海辺海坊主事件(お題 刺繍/弁当箱/貝殻)
ここはクソミステリー世界!今日もクソミステリー世界で、三須照小学校五年生の米田共作君は、ベタベタな探偵帽を被り、どこで買って来たのか、ウンコ型棒キャンディーをしゃぶりながら、クソミステリーに挑む! おはよう、こんにちは、こんばんは。菜の花が河川敷いっぱいに咲き乱れて、もう春ですねぇ。
「共作ちゃ~ん! こっちこっち!」
長袖白ワンピースとマリンブルーのリボンの麦わら帽子が眩しいこの女の子は、共作の妹分兼幼なじみ兼助手の柏木小雪。帽子を被るのに邪魔だから、トレードマークのツインテはおろしてある。今日は共作と海デートに来ているのだ。
「あはは~小雪ちゃん待て~♡」
「待たなぁ~い♪ きゃっきゃっ」
砂浜を追いかけっこし始める共作と小雪。彼らの足元でピカピカ光る貝殻。ふと我に返った共作が、カメラ目線になって叫びます。
「デートじゃないよ! 最近海でカップルがデートをしていると怪しいデカイ影が脅かして来るから調査をしろと警察から依頼があったのだ!」
「え~? 共作ちゃん、デートじゃなかったの? 海に行こ~って言うから、こんな今時漫画でも見ないような白ワンピースに麦わら帽子被って来たのに~」
「いやまあデートも兼ねてるんだけどね?」
「なーんだ、よかった。ねえねえ、このあざとい格好可愛い? 可愛い?」
「可愛い! エヘヘへ」
これまたあざとく、スカートの両端を持ち上げて首をかしげてみせる小雪に、デレデレの共作。
「ウォオオオオオ!!! バカップル死ネ! ファ〇ク! 糞ガ!!」
美しい海の底から現れる、嫉妬丸出しの海坊主!
「うわぁ! 君はいつかの事件に出て来た海坊主君じゃないか!」
海坊主君はプールサイドの変質者を食ってた化け物ですが、共作の活躍により米の美味さに目覚めて改心したのです。くわしくはプールサイド殺人事件を見てね。

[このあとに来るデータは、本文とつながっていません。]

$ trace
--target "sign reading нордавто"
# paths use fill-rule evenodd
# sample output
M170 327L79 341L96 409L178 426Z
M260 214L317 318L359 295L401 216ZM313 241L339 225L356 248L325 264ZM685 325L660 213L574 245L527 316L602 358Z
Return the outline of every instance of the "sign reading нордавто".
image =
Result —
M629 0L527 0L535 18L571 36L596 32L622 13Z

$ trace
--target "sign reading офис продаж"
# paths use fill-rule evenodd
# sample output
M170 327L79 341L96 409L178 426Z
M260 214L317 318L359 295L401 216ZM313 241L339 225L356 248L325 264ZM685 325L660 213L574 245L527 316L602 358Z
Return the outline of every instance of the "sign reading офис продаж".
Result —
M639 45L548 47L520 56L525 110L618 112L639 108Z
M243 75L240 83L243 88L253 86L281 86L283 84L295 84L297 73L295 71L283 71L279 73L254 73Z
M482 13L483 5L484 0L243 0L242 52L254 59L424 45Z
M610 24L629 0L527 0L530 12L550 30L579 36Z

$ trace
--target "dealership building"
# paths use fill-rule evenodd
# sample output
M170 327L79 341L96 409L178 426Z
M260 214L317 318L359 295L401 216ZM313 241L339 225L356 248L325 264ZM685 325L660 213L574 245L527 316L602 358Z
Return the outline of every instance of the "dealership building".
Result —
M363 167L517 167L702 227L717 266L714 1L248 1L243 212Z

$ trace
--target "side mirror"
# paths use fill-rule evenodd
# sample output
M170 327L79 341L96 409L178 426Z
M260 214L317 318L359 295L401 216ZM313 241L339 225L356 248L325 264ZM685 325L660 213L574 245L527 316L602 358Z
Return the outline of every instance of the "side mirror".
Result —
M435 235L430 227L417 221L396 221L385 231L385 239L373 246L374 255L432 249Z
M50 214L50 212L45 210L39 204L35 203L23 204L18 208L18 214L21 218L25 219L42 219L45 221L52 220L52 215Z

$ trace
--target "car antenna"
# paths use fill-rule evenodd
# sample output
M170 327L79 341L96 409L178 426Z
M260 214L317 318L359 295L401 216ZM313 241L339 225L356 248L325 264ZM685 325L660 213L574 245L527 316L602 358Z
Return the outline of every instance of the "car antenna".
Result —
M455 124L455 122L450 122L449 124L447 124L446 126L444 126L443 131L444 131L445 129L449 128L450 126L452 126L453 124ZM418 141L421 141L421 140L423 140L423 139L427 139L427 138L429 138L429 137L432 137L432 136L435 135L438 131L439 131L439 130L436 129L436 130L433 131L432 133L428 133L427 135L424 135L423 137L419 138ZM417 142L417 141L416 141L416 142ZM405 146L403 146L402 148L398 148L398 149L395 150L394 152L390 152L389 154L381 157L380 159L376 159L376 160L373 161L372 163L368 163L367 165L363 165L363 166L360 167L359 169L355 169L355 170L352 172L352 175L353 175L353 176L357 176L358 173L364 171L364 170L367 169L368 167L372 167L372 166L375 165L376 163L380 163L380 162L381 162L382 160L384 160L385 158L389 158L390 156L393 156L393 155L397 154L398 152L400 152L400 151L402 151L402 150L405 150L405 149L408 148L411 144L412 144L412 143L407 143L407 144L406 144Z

「コッチハボッチデコメヲ食ウ喪坊主ナンダヨ!! チクショウ!!」
涙を流しながらデカイ弁当箱でご飯を掻っ込む海坊主くん。完全にこじらせているようです。
「アラ、海夫クン。帰ッテタノ?」
海夫の隣にザバーッと浮かび上がってきたのは、ヒトデの刺繍を一生懸命やってる海坊主の女の子でした。海坊主に女の子とかいるのか知らんけど、とりあえずこの作品ではいるみたいですね(適当)
「オ、オ前ハ! 海子!」
「帰ッテタナラウチニ挨拶クライシニ来ナサイヨネ!」
「ゴ、ゴメンヨ~」
「なんだいなんだい、君だって可愛い幼なじみの彼女がいるんじゃないか!」
「チ、違ウヤイ! 海子ハ幼ナジミナダケデ……」
海夫の顔が真っ赤になります。
「とにかく! 仲良しの幼なじみの女の子がいる時点で君はリア充の方だから。くだらない嫉妬で騒ぎを起こすのはやめて海子さんと仲良くするんだよ!」
「ワタシノ海夫クンガスミマセンデシタ!」
「ダ、誰ガ! ワタシノダ!」
なんかイチャイチャしながら海夫君は海の底へ仲良く潜って行きました。
「ねえねえ、共作ちゃんの理屈で言うと、共作ちゃんもリア充ってやつなの?」
「そうだねえ、小雪ちゃんがいて、この世にはびこる事件を解決して。リア充ってやつだねえ」
「ウフフ」
「アハハ」
なにやらダブルバカップルな感じで終わりましたが、この世にクソミステリーがある限り! 共作の戦いは終わらない! 海坊主君達のセリフのカタカナもいちいち変換してたせいでめっちゃだるかったので、この辺で終わり。